A tal proposito, la norma citata si rivolge a: 1) studiosi stabilmente impegnati all’estero – ovvero presso istituti universitari o di ricerca esteri, anche se ubicati sul territorio italiano – in attività di ricerca o insegnamento a livello universitario da almeno un triennio, che ricoprono una posizione accademica equipollente in istituzioni universitarie o di ricerca estere; 2) quelli che hanno già svolto per chiamata diretta autorizzata dal Ministero dell’università e della ricerca nell’ambito del programma di rientro dei cervelli un periodo di almeno tre anni di ricerca e di docenza nelle università italiane e conseguito risultati scientifici congrui rispetto al posto per il quale ne viene proposta la chiamata; 3) studiosi risultati vincitori nell’ambito di specifici programmi di ricerca di alta qualificazione.
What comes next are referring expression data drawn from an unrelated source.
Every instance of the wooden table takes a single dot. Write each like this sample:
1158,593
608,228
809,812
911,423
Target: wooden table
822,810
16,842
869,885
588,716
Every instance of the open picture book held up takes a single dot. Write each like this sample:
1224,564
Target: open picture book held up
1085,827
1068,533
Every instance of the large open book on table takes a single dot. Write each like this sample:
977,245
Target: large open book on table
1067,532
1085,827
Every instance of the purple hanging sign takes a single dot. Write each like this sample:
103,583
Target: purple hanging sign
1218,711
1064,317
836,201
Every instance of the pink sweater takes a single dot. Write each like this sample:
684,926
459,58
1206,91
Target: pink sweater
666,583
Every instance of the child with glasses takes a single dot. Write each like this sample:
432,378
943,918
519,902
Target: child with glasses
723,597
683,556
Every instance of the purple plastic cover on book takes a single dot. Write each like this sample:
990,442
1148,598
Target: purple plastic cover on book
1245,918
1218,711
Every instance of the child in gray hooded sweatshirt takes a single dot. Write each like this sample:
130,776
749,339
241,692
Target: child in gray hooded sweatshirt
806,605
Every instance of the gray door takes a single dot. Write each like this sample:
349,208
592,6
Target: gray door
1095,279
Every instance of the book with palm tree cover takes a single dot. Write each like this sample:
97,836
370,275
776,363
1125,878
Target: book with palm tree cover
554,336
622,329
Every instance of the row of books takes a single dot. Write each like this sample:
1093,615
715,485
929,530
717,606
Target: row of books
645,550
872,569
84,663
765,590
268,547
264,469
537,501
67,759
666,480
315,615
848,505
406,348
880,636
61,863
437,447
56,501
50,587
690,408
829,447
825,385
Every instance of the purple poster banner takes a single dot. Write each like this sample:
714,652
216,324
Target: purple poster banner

Inoltre, lo stesso articolo 26, aggiungendo in particolare il comma 5-bis all’articolo 7 della legge del 30 dicembre 2010 numero 240, ha disciplinato l’istituto della chiamata mediante lo svolgimento di procedure selettive in ordine alla rispondenza delle proposte progettuali presentate dal candidato alle esigenze didattiche, di ricerca o di terza missione espresse dalle università, prevedendo che queste ultime procedano rivolgendosi a: 1) professori ordinari e associati già in servizio da almeno cinque anni presso altre università nella fascia corrispondente a quella per la quale viene bandita la selezione (purché in possesso dei requisiti previsti dalla normativa vigente per gli aspiranti commissari per le procedure di Abilitazione scientifica nazionale); 2) studiosi stabilmente impiegati all’estero in attività di ricerca o di insegnamento che ricoprono una posizione accademica equipollente presso università straniere.
A tal fine – operativamente – l’università, previa pubblicazione dell’avviso pubblico, raccoglie e valuta le varie manifestazioni di interesse dei candidati, il Consiglio di Dipartimento, col voto favorevole della maggioranza assoluta dei professori (ordinari od ordinari e associati), delibera la proposta di chiamata e, previo parere del Senato accademico, la sottopone all’approvazione del Consiglio di Amministrazione, che si pronuncia entro il termine di trenta giorni (la medesima proposta di chiamata può anche essere formulata direttamente dal Senato accademico ed approvata dal Consiglio di Amministrazione).
Il nostro Nicola perseverò, non andò via, ma divenne un attento psichiatra.
Chissà se, a questo punto, il Parlamento con la conversione in legge e, in particolare, l’apparato universitario italiano con le più aggiornate offerte didattiche di cui si è dotato, vorranno e riusciranno presto ad attrarre il nostro patrimonio di cervelli in fuga dai “dinosauri”.